- Born: Maurice Jules Marie Collignon 9 June 1893 Saint-Malo, France
- Died: 21 October 1978 (aged 85) Moirans, france
- Education: military academy at Saint-Cyr
- Occupations: geologist, paleontologist
- Known for: research of Cretaceous period ammonites from Madagascar
- Notable work: ammonite family Collignoniceratidae

= Maurice Collignon =

French geologist and paleontologist

Maurice Jules Marie Collignon (9 June 1893, Saint-Malo – 21 October 1978, Moirans) was a French geologist and paleontologist, who is best known for his research of Cretaceous period ammonites from Madagascar.

A career military officer, in 1914 he received his diploma from the military academy at Saint-Cyr, then spent the next 36 years associated with the French armed services. In the meantime he conducted geological and paleontological research; as early as 1928 he was providing descriptions of ammonite fauna from Madagascar. In 1950 he retired from military service with the rank of major general. He then joined the Service géologique d'outre-mer as a paleontologist, and afterwards directed four 6-month missions of paleontological exploration in Madagascar (1952, 1953, 1954, 1957).
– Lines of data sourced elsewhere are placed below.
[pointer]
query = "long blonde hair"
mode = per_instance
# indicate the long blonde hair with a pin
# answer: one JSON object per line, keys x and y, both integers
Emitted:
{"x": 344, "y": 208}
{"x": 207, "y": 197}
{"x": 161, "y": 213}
From 1959 to 1978 he was a correspondent member of the Académie des sciences. During his career, he described numerous fossil taxa, such as the ammonite genus Cunningtoniceras. The ammonite family Collignoniceratidae commemorates his name.

== Principal works ==
- Ammonites néocrétacées du Ménabe (Madagascar), 6 volumes, 1948-56 - Neo-Cretaceous ammonites of Menabe.
- Recherches sur les faunes albiennes de Madagascar, 5 volumes, 1949-51 - Research of Albian fauna of Madagascar.
- Atlas des fossiles caractéristiques de Madagascar, (multi-volume, 1958 ff.) - Atlas of characteristic fossils of Madagascar.